Modelling a student’s learning and mastery using BKT, IRT and PFA

8 min readJun 13, 2020

Educational technology is an area that applies technologies to the field of education to produce the best outcomes. For example, we can apply machine learning models to pedagogy, to understand how well a student is learning different concepts. This knowledge can be used to fine tune teaching materials, improve online learning platforms or Intelligent Tutoring Systems (ITS), focus on areas where the student is weak, and accelerate learning of certain important concepts.

In this article, we study a few popular models for modelling a student’s learning: Bayesian Knowledge Tracing (BKT), Item Response Theory (IRT) and Performance Factors Analysis (PFA). The first of these deals with modelling how the student is embibing or learning a new concept, while the second is about testing or assessing the student’s ability when they try to solve questions of varying difficulty levels. PFA is a relatively new model that takes the student’s historical practice and performance into account along with other real life factors (such as multiple knowledge components being learned or tested, and accumulated learning on a knowledge component by repeated practice).

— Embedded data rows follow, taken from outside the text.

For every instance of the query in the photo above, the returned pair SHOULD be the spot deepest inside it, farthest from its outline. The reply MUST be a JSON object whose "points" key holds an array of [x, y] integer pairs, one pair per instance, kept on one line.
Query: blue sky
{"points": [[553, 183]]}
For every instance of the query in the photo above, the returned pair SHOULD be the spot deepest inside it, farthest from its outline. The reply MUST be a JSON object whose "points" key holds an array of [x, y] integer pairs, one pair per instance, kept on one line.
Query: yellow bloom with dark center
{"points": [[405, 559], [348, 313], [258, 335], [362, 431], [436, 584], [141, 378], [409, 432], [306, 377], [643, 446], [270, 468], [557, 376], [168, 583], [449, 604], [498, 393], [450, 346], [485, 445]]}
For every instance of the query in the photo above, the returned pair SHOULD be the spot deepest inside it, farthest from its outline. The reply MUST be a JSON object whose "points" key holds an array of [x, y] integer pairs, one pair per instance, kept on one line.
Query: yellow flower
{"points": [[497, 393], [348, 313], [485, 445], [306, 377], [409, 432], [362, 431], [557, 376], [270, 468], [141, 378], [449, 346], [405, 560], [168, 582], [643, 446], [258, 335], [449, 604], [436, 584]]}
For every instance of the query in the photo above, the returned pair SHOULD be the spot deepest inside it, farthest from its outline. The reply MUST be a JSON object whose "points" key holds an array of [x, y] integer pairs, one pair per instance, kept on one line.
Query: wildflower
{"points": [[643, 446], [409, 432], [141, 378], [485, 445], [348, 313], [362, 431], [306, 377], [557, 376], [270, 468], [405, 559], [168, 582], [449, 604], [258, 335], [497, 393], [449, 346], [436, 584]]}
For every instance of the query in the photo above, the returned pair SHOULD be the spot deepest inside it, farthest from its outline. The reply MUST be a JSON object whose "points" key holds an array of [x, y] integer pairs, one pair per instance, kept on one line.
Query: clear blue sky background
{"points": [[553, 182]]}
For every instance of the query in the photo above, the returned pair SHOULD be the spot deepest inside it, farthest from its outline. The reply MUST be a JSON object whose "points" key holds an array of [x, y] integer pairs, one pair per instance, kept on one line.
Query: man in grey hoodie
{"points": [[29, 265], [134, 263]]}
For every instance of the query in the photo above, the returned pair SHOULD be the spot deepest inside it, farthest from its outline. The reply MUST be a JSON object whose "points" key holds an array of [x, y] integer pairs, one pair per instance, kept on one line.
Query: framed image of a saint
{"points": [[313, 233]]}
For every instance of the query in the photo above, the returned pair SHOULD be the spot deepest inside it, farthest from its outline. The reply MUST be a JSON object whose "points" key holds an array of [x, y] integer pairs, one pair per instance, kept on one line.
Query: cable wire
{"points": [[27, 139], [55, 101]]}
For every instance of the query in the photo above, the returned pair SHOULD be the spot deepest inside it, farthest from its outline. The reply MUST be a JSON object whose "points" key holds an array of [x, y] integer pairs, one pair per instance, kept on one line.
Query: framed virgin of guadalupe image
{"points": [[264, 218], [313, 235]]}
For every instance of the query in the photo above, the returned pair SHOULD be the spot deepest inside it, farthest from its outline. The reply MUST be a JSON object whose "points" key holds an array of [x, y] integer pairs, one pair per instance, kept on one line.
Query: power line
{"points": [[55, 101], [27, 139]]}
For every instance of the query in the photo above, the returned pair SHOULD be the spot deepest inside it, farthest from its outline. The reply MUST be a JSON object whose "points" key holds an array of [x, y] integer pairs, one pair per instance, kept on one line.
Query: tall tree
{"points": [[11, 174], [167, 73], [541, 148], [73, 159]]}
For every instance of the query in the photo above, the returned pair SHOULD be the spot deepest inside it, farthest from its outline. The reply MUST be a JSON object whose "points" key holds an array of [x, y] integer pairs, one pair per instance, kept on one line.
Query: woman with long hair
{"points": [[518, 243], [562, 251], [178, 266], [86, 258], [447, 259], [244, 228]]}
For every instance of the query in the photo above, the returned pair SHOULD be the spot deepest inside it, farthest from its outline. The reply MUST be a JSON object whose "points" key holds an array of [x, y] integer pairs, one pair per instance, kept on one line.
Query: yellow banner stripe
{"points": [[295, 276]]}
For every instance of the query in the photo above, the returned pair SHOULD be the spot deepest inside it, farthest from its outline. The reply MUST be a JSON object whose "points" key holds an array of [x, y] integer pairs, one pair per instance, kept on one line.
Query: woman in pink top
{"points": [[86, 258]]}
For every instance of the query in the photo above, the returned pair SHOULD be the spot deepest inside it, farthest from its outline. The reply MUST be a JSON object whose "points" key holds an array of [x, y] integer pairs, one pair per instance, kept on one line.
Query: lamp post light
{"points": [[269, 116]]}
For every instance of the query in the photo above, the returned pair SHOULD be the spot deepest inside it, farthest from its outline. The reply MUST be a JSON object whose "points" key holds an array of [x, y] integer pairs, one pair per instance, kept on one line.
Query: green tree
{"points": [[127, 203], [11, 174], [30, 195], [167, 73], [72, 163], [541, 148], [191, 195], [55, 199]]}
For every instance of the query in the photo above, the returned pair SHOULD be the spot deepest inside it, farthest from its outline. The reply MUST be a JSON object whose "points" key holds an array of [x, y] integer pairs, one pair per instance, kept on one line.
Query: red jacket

Traditionally, we test a student’s learning by their scores on a test. But score is a meta level value, there are various latent factors such as difficulty of the question, the ability of the student etc. that contribute to the overall score. These models shed some light on these factors.

We examine the basics of these theories and also how to apply them in real life with data on the student’s performance in a test.

Bayesian Knowledge Tracing (BKT)

BKT is a theory that models the learning of a student as a Markov process. It is a very popular model and has many variations such as individualised BKT, deep BKT (or deep knowledge tracing) etc. The basic idea is that a student’s learning is not fixed, as a student interacts with a learning platform, their skill in a given concept improves. So in BKT, all the variables such as forgetting, learning, guessing, slipping etc are modelled. BKT estimates how fast and how well learning is happening for the student. This model is widely used in evaluating the effectiveness of online learning platforms, how well such platforms can improve the learning of a student.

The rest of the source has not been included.